My job this week was to sit in with our medical coders to find out how we could make their life easier. One of the items mentioned by many of them was the requirement to type in the full ICD-9 code including the decimal point. Other software does not require this as the decimal point always occurs at position 3 according to them. If other software does it then it must not be too hard right?
If fact our FoxPro based product does not require you to type the decimal place. As we convert people from that product to the new Java / Cloud based product this has been a sticking point with them and for good reason. Your data entry staff wants to type the least number of keys possible.
Being a non-tainted innocent comes in handy when programming. I had no background on this issue. I implemented and tested the code in a hour or so. We are using a JIDE shrinkable / searchable combobox table to handle the data entry for this field. As you type the visible content of the table shrinks until it becomes the one matching code. I updated the shrinkable and searchable code to handle everything with and without the decimal point. I also found E codes have the decimal point at the 4th position instead of the 3rd and S codes don't have a decimal point at all. Code a couple of IF statements and those rules work as well. Put in a boolean so you only set this special processing when you are on a diagnosis field and I am done.

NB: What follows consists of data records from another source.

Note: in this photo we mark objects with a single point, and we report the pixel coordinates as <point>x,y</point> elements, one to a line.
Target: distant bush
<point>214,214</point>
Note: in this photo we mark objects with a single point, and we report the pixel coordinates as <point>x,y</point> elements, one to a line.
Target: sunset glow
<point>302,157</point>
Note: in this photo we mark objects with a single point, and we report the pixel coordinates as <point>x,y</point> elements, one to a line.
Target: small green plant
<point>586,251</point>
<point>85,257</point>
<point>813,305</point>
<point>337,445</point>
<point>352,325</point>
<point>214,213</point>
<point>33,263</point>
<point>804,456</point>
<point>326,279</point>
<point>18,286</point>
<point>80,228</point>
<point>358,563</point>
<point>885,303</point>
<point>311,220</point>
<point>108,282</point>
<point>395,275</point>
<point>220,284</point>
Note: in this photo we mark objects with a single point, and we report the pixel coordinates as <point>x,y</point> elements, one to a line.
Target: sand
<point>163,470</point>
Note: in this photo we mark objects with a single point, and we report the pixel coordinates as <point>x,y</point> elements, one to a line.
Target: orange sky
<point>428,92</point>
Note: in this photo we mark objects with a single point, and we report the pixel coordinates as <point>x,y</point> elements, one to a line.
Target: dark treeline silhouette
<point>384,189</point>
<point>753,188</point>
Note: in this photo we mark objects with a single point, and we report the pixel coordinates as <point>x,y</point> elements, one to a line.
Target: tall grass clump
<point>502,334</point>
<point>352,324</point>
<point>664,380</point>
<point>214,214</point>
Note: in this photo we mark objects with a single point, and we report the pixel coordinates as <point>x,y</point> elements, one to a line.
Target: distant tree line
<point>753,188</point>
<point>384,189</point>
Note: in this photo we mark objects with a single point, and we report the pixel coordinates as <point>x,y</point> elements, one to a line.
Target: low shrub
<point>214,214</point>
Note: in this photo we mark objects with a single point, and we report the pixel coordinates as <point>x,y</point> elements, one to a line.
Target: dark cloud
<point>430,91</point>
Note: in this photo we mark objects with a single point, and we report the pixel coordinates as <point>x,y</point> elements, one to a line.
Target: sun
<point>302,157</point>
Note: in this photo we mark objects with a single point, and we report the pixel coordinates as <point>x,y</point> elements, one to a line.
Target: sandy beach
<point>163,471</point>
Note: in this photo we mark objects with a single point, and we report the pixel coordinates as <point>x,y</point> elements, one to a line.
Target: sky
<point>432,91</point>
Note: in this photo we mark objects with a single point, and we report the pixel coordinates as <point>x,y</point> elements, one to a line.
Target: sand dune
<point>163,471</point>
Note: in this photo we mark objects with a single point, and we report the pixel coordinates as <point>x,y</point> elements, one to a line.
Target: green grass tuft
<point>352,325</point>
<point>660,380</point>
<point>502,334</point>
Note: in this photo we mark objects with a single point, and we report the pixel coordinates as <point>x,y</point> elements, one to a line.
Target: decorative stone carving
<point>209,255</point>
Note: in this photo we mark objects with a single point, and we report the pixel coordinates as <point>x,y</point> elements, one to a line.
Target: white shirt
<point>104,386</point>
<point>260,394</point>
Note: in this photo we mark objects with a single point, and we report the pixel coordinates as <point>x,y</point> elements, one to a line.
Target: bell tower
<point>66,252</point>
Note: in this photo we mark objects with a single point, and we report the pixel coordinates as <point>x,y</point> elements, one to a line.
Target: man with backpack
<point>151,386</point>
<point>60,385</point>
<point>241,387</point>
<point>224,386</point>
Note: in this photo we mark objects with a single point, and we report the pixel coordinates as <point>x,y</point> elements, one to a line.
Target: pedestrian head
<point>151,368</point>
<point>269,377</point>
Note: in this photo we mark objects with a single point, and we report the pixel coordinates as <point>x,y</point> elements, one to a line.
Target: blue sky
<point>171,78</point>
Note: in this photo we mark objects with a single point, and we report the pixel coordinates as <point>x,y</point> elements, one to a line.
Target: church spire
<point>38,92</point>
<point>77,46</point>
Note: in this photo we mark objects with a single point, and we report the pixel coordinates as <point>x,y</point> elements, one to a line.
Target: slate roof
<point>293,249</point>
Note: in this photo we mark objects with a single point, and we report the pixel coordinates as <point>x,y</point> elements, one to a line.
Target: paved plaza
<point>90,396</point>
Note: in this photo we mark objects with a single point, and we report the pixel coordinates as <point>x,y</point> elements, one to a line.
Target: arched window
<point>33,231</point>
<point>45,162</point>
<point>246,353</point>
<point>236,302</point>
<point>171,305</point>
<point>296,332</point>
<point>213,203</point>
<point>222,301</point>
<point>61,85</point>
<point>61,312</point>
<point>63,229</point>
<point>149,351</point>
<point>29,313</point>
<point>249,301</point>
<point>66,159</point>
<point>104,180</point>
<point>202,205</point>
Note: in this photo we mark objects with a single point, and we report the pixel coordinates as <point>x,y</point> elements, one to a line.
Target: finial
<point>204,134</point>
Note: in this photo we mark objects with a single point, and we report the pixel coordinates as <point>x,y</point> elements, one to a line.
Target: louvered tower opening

I begin to tell people I fixed the issues and they start to have fits! You are going to break all the old clients! I have told everyone you can't have that! The decimal point is right on the numeric keypad, they can type it! Whoa there, I did not break anything. You can still type the decimal point like before, if you skip typing it I do the search with it in the proper place. I handle the edge cases.
People were saying NO NO NO because they only saw one side of the solution. They hit the "it will break others" point and stopped. I had no intention of breaking existing user's data entry habits, never ever considered that a viable option. When programmers are not involved in decisions then this sort of thing will happen. They don't ask the programmer because they have already determined it is too hard or impossible. They will then turn around and require you do something that is nearly impossible that they feel is super easy. Your company needs to have a good feature request vetting process in place. It never hurts to ask but is sure can hurt to not ask.
Everyone has calmed down at this point. They really are happy this feature is in place. Our medical coders are going to be really happy when the new release comes their way in a few weeks. QA will have to get it a solid beating before it is released but the testing is pretty straight forward.
I am ready to move on to the next seemingly impossible issue.